Digitalisasi SIHALAL Dorong Sertifikasi Halal Lebih Cepat dan Transparan
Penerapan Service Level Agreement (SLA) dalam sertifikasi halal semakin diperkuat melalui pemanfaatan sistem digital SIHALAL. Melalui platform ini, seluruh pemangku kepentingan—mulai dari Lembaga Pemeriksa Halal (LPH), Komisi Fatwa MUI/MPU Aceh, hingga Komite Fatwa Produk Halal (KFPH)—dapat memantau progres sertifikasi halal secara real-time dan terintegrasi.
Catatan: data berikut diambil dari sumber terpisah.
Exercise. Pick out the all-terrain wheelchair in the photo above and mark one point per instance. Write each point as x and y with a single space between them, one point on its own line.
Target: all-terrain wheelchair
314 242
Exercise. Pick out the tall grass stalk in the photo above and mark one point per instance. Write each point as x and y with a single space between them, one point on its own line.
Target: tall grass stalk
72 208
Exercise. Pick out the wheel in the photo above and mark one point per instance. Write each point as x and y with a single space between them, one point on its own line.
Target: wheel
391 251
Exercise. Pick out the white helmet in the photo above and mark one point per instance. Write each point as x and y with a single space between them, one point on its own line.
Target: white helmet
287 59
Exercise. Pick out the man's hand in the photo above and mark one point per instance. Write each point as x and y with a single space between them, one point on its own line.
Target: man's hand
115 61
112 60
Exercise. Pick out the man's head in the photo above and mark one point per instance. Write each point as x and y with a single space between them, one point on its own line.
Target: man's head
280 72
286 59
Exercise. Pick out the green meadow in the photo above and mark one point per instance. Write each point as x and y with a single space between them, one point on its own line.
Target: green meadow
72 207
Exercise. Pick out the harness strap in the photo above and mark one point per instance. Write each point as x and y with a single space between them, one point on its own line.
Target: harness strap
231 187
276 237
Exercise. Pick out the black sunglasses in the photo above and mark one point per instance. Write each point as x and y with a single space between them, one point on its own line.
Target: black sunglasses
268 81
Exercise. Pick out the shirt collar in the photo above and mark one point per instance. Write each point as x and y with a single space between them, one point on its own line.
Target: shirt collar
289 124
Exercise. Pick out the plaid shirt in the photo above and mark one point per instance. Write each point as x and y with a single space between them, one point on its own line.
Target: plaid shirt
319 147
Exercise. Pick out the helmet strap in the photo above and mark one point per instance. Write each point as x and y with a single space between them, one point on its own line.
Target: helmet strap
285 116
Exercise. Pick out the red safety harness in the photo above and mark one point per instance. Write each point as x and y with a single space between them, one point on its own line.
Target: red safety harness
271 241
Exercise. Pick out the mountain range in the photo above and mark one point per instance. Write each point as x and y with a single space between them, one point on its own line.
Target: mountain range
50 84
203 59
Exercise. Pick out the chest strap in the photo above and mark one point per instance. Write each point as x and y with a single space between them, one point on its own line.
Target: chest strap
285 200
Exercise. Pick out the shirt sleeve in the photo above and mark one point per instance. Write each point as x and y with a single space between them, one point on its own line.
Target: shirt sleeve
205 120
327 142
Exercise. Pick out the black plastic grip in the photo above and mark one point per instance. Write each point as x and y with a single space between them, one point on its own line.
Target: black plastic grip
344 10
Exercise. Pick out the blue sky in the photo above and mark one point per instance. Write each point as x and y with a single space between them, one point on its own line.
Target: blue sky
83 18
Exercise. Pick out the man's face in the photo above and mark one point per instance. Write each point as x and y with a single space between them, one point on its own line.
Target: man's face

Kehadiran SIHALAL menjadi bagian penting dari transformasi digital layanan sertifikasi halal di Indonesia. Sistem ini memungkinkan setiap tahapan proses tercatat dengan jelas, sehingga sertifikasi halal dapat berjalan:
Lebih cepat, karena alur proses terdigitalisasi;
Lebih transparan, karena status permohonan dapat dipantau kapan saja;
Lebih profesional dan terukur, sesuai standar SLA yang ditetapkan BPJPH.
Bagi pelaku usaha dan pengelola Satuan Pelayanan Pemenuhan Gizi (SPPG), pemahaman terhadap alur dan mekanisme sistem SIHALAL menjadi faktor kunci kelancaran sertifikasi. Dengan memahami cara kerja sistem ini, risiko keterlambatan akibat kesalahan administrasi atau kurangnya informasi dapat diminimalkan.
Pada akhirnya, optimalisasi penggunaan SIHALAL tidak hanya mendukung kepatuhan regulasi halal, tetapi juga meningkatkan efisiensi layanan serta memperkuat kepercayaan publik terhadap sistem jaminan produk halal nasional.